I think it's still very much a maturing science. It can be a discrete molecule. Some biomarkers have been around for a very long time. A biomarker can consist of panels of compounds that collectively have predictive power. Conversely, it can be patterns where you don't necessarily know the identity of each constituent. So it's a pretty inclusive definition we're looking at, and it's my belief that we're still very early on.
I think if you look at the pharma R&D productivity, efficiency, return on dollar, there's clearly a role that biomarkers are going to play in improving the process. Ultimately, they're going to be tools for making better decisions.
In terms of making a fail-fast decision?
I think that's correct. That's the most commercially developed direction. But there will also be markers of efficacy. I think there'll be markers used in diagnostics, personalized medicine. "Who's going to be a responder, and who's not going to be a responder?" So they're not always going to be adverse, fail-fast markers; there'll be positive benefits as well.
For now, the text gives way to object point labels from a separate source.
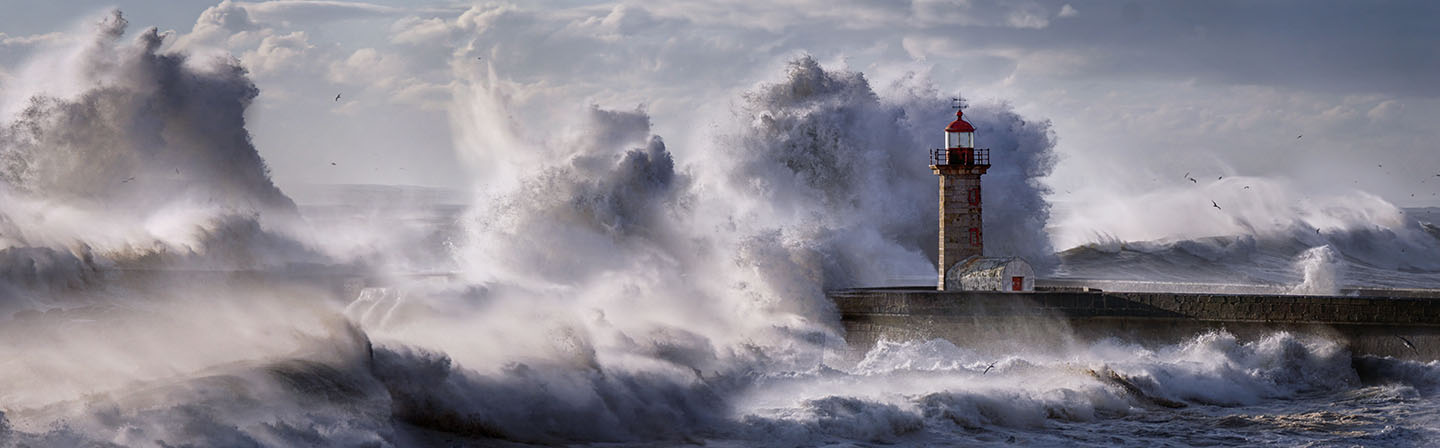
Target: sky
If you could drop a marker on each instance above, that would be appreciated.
(1328, 97)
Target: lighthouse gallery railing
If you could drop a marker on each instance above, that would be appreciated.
(961, 157)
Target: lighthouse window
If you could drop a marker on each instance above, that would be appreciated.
(959, 140)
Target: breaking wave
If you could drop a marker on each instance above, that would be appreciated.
(608, 287)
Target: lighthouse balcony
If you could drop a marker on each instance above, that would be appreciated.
(968, 157)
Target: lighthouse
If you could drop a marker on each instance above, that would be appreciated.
(959, 166)
(962, 262)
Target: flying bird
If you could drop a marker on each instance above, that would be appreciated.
(1407, 343)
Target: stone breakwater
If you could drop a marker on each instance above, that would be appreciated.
(1404, 324)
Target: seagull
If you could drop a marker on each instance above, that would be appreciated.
(1407, 343)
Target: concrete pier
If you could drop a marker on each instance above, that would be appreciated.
(1374, 323)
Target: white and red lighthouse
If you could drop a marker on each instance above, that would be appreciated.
(962, 262)
(959, 164)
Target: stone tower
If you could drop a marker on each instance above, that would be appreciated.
(959, 166)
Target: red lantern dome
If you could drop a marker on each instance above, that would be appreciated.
(959, 134)
(959, 124)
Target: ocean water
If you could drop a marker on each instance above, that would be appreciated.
(159, 290)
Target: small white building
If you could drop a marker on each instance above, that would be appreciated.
(1008, 274)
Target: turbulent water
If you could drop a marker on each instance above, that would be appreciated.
(157, 290)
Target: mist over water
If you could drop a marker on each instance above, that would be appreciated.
(601, 285)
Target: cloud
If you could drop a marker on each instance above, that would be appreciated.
(367, 66)
(416, 30)
(316, 10)
(277, 54)
(32, 39)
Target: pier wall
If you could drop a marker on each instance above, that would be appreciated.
(1001, 321)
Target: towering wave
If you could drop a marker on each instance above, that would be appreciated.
(611, 287)
(114, 151)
Still, I think fail-fast will be the first significant application. There are still too many compounds that are failing late, at costly stages in development. That's the most fertile ground to plow at this point.
What advances have occurred in biomarkers in recent years?
The biggest advancement is the understanding within the marketplace of the importance of biomarkers and how difficult it's going to be to have validated ones. It's very easy to have potential biomarkers, but to actually validate that biologically is another exercise.
In the beginning of the genomics and proteomics wave, everyone was under the belief that there was going to be an instantaneous revolution. Expectations exceeded the technology's ability to deliver. It's not going to happen overnight. So I think the biggest advancement is understanding what rate of development is going to be for these contributions.
Technologically, I don't know if there have been any huge advances or breakthroughs; it's more about the community getting a conceptual grasp of what's going on.
Are we looking at a period of incremental improvements, or is there room for a major leap?
I think we're poised for incremental improvement. I don't see a differentiating technology yet.
So there's no J. Craig Venter out there to come up with a shotgun method?
You know, since the mid-1990s, there's been a quantum increase in information management, computational power, biology, ADME, combi-chem, high throughput screening. I think they've actually done a good job in improving drug compound failures due to pharmacokinetics issues. That's actually gotten better. But look at the investment and time-span that's gone by.
These tools make it easy to generate information, but not necessarily knowledge. That's key right now. We can generate plenty of information, but what does it mean? Was the experiment designed properly? I think we've entered the golden age of biology. That's where the winners and losers are going to be determined. It's all about target assessment, target validation.
Who's out in front?
I think Pfizer's doing a good job. There's a lot of emphasis toward finding markers of toxicology, to avoid adverse events and safety issues. Lots of emphasis on the preclinical side. It's along the lines of killing the bad compound quickly, that fail-fast concept.
I don't think it's reasonable to expect rapid change. I just don't think it happens that way. There are regulatory issues. I mean, who wants to be first? There's career-risk in that.
There's no lottery mentality when it comes to biomarkers. It's going to take a lot of people rolling up their sleeves and doing hard work for a number of years for this to bear fruit. No instant gratification here.